According to the 2017 Vulnerability Assessment of Syrian Refugees (VASyR), 80 per cent of refugees rent their accommodation, with the average rent being USD 183 per month. The rent represents up to 20 per cent of average expenditure of a household, and the rent average can nearly double in dense urban areas. Up to 43 per cent of refugee household reported either borrowing money to meet rent cost or they are unable to pay the rent and therefor in debt.
With the Ministry of Social Affairs and UN-Habitat, UNHCR co-leads the Shelter Sector and coordinates the overall shelter response to the Syrian crisis.
UNHCR and partners prioritize improving shelter conditions of vulnerable families (both refugees and Lebanese) living in the most insecure dwellings which are hazardous for their health and safety. The response includes:
- Rehabilitating unfinished homes in urban and rural areas;
- Repairing residential buildings in bad condition and lacking sanitation facilities;
- Maintaining collective shelters;
- Providing temporary shelter material in line with the Government’s guidelines to refugees living in informal tented settlements; and
- Site improvement and fire prevention
The interventions, aiming at physical improvement of housing units in urban and rural areas, are paired with increase in tenure security for refugee tenants (e.g. written rent agreement, occupancy free of charge, rent freeze for an agreed upon period).
In 2017, some 285,000 individuals benefitted from repair/rehabilitation and weatherproofing activities, of which 198,000 individuals through UNHCR funding.

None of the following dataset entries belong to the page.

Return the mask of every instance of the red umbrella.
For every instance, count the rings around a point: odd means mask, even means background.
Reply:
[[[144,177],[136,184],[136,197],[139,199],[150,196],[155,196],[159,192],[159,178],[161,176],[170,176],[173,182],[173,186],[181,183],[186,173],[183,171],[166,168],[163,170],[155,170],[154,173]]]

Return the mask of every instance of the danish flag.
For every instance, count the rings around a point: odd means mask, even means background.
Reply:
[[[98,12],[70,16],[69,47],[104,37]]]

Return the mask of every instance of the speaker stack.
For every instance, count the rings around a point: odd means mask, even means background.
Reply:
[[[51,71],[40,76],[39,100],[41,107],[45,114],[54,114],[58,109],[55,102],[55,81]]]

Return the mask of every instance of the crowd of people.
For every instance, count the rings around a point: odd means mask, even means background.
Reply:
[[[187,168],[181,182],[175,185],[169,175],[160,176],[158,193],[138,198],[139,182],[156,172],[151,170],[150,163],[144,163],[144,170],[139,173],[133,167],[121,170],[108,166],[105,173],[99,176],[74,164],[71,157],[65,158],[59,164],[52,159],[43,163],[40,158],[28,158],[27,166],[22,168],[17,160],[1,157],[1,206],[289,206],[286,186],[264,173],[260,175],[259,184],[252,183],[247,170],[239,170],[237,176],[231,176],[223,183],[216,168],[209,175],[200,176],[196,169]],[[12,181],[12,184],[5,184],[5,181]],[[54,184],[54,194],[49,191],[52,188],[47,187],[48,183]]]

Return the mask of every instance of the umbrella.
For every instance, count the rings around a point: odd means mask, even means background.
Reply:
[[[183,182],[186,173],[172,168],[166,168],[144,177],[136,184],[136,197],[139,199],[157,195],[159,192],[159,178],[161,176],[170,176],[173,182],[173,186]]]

Despite dwindling humanitarian funding, UNHCR aims at assisting about 121,000 individuals (24,200 vulnerable households) through various types of shelter support in 2018. Among them, about 8,600 individuals (1,720 households) living in substandard buildings will benefit from rehabilitation or repair works, about 108,500 (21,700 households) living in informal tented settlements and unfinished houses will receive shelter kits in order to reinforce and secure their shelters, and about 3,900 individuals (780 households) will benefit from site/infrastructure improvements works, including fire prevention and preparedness activities.